The ischemic liver—do not resuscitate too much

The interest in liver transplantation has focused more attention on the mechanisms of injury during hepatic ischemia, preservation, and reperfusion. Although the human liver has been successfully maintained under hypothermic conditions for up to 10 hours, organ preservation remains the major obstacle to liver transplantation. With tissue ischemia, cell respiration and oxidative phosphorylation cease, with a decline in high‐energy phosphates including adenosine triphosphate (ATP). If oxygen and substrate are made available within a certain period of time, energy stores are regenerated and cells live. However, with irreversible ischemia, ATP stores cannot be regenerated despite the restoration of blood flow, and the cells consequently die. When ATP‐MgCl 2 has been given by intravenous infusion, animal survival has been improved in shock, and renal function and histology have been maintained after renal ischemia. The mechanism responsible for this beneficial effect of ATP‐MgCl 2 has not been defined, but it is generally presumed that ATP preserves sublethally injured cells by enhancing their repair and recovery after ischemic injury. Although reperfusion is necessary to prevent cell death, it is not without hazard. During the period of ischemia, ATP is broken down to adenosine monophosphate, adenosine, inosine, and finally to hypoxanthine, which can be irreversibly converted by xanthine oxidase to xanthine.
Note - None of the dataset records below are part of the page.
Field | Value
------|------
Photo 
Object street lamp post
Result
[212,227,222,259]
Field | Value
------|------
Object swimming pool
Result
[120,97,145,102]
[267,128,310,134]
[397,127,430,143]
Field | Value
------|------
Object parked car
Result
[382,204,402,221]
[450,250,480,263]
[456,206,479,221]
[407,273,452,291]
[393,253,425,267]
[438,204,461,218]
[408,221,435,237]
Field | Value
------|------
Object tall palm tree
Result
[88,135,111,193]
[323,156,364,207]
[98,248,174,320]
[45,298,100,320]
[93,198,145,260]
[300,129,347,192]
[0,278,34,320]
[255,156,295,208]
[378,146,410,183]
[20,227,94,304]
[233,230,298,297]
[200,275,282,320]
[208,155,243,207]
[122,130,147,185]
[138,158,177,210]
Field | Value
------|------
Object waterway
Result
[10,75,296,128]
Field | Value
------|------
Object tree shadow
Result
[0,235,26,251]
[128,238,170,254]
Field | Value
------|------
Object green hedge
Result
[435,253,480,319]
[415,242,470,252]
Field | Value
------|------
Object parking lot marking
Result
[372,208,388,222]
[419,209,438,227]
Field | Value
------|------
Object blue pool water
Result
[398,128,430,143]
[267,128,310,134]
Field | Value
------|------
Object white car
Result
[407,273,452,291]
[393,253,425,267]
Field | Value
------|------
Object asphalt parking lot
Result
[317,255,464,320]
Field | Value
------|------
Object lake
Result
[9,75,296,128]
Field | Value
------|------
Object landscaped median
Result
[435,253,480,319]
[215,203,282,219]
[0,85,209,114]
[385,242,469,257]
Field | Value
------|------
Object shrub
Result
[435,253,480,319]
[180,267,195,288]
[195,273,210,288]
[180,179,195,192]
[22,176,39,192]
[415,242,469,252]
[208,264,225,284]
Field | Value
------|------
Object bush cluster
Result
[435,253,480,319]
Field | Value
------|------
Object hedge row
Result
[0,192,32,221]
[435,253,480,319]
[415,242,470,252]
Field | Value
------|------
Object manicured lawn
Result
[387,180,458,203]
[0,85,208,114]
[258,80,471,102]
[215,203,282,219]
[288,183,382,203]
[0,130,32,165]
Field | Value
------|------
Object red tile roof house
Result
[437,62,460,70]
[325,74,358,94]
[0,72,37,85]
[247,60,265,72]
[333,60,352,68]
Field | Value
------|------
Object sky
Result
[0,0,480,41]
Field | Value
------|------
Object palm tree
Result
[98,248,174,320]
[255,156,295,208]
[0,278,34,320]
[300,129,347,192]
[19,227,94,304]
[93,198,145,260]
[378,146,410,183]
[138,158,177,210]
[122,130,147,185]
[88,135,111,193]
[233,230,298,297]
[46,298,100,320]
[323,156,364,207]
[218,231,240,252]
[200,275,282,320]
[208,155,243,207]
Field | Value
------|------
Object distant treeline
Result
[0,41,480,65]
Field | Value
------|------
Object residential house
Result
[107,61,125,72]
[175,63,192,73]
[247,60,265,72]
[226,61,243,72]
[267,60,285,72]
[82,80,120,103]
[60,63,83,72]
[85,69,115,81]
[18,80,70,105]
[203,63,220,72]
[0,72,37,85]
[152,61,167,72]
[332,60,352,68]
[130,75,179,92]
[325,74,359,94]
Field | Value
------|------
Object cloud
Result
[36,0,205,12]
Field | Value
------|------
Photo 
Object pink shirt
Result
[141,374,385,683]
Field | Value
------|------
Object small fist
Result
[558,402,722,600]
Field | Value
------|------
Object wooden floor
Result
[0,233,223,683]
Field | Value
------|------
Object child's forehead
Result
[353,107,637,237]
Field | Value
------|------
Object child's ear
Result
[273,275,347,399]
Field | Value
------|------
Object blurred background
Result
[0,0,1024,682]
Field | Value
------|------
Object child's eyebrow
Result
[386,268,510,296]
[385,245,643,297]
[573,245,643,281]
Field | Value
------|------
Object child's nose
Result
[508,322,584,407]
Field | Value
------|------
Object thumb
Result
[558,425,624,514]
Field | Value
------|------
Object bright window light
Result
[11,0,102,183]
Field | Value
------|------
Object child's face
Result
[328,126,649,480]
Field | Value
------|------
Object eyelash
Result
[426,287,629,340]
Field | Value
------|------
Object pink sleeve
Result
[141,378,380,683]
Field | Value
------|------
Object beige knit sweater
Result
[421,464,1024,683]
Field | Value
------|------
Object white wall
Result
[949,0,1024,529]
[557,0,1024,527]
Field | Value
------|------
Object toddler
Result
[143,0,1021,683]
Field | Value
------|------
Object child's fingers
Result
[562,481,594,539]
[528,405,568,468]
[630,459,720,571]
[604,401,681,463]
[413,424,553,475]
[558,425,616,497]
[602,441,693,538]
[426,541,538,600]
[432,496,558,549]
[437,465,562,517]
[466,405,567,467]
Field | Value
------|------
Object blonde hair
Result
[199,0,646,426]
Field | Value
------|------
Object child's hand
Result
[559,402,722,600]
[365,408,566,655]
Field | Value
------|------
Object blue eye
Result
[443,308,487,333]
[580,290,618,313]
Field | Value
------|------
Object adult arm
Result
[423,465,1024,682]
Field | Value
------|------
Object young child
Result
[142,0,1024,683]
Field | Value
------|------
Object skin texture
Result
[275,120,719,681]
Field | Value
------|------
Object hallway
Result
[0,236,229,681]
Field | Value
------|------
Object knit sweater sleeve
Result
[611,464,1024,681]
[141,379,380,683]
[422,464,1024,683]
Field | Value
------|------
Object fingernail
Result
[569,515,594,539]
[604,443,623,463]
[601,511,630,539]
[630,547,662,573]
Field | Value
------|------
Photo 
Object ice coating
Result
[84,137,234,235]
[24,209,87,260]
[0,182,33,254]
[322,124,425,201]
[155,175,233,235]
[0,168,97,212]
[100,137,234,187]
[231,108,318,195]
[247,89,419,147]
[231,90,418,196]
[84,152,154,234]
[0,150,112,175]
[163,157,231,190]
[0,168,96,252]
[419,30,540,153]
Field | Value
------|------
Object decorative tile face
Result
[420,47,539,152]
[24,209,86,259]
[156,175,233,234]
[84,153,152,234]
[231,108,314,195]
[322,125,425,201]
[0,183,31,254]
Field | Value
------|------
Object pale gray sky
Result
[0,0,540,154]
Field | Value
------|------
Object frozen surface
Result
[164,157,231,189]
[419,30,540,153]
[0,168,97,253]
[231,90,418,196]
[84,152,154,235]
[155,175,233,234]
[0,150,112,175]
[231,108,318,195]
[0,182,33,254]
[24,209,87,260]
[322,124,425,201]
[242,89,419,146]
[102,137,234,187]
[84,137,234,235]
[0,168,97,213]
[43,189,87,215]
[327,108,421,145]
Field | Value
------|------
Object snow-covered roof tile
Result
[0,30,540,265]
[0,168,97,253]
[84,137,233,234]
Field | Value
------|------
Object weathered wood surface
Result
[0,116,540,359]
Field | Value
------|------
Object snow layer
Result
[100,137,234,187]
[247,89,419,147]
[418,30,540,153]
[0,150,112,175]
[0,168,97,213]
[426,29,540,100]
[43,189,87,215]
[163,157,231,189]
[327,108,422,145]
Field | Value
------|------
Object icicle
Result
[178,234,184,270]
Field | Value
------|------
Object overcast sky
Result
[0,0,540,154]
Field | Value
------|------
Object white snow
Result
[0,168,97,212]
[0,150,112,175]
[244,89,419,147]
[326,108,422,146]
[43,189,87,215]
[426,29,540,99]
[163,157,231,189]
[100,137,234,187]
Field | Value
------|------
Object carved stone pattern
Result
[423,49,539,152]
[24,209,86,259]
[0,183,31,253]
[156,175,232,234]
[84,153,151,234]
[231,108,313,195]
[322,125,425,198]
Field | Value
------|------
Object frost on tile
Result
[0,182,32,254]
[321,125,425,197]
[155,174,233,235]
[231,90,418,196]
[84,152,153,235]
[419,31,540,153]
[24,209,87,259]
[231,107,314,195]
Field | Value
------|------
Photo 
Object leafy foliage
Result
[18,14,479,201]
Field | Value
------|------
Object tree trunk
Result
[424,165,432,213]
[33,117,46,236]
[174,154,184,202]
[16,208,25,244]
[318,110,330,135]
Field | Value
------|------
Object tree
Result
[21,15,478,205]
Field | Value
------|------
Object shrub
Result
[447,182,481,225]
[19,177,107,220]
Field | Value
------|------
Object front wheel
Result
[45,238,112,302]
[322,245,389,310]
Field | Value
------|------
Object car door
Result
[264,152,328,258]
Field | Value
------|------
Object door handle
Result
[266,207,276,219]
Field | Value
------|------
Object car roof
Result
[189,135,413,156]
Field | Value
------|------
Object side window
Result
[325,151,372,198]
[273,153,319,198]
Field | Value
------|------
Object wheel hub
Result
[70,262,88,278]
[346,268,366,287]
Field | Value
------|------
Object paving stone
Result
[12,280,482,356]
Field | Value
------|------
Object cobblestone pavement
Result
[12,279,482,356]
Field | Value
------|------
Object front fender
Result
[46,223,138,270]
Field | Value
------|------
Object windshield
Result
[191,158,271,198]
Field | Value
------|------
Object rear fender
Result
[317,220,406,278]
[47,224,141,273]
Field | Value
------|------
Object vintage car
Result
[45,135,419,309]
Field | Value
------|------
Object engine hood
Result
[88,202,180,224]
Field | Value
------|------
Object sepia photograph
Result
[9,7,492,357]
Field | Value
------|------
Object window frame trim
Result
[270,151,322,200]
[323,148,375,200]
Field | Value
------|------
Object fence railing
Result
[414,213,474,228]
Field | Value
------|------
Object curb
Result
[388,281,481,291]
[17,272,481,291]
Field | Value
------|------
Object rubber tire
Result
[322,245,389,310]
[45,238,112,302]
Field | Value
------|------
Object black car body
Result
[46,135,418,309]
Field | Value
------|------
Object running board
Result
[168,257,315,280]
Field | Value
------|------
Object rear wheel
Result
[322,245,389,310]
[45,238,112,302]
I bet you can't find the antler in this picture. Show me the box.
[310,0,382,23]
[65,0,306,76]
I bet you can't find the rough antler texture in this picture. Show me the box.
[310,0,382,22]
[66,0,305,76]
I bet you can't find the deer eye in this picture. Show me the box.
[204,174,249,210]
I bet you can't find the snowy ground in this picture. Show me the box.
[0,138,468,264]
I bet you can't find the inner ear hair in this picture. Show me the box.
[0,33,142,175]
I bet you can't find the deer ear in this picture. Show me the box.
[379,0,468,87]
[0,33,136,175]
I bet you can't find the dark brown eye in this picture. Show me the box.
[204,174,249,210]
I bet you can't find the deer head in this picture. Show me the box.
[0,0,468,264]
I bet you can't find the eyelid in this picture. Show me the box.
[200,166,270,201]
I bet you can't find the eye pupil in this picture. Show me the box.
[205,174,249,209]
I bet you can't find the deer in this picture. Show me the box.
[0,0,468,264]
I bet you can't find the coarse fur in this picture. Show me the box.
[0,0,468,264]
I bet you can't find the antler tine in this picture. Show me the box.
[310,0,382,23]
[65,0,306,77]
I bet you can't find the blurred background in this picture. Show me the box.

The introduction of oxygen into this reaction by reperfusion results in the production of the free radicals superoxide (0 2 ) and hydrogen peroxide (H 2 O 2 ), which are mediators of tissue injury, probably by lipid peroxidation. Protection from these oxidative effects can be achieved by dismutation of superoxide to H 2 O 2 by the enzyme superoxide dismutase (SOD) and reduction of H 2 O 2 by catalase.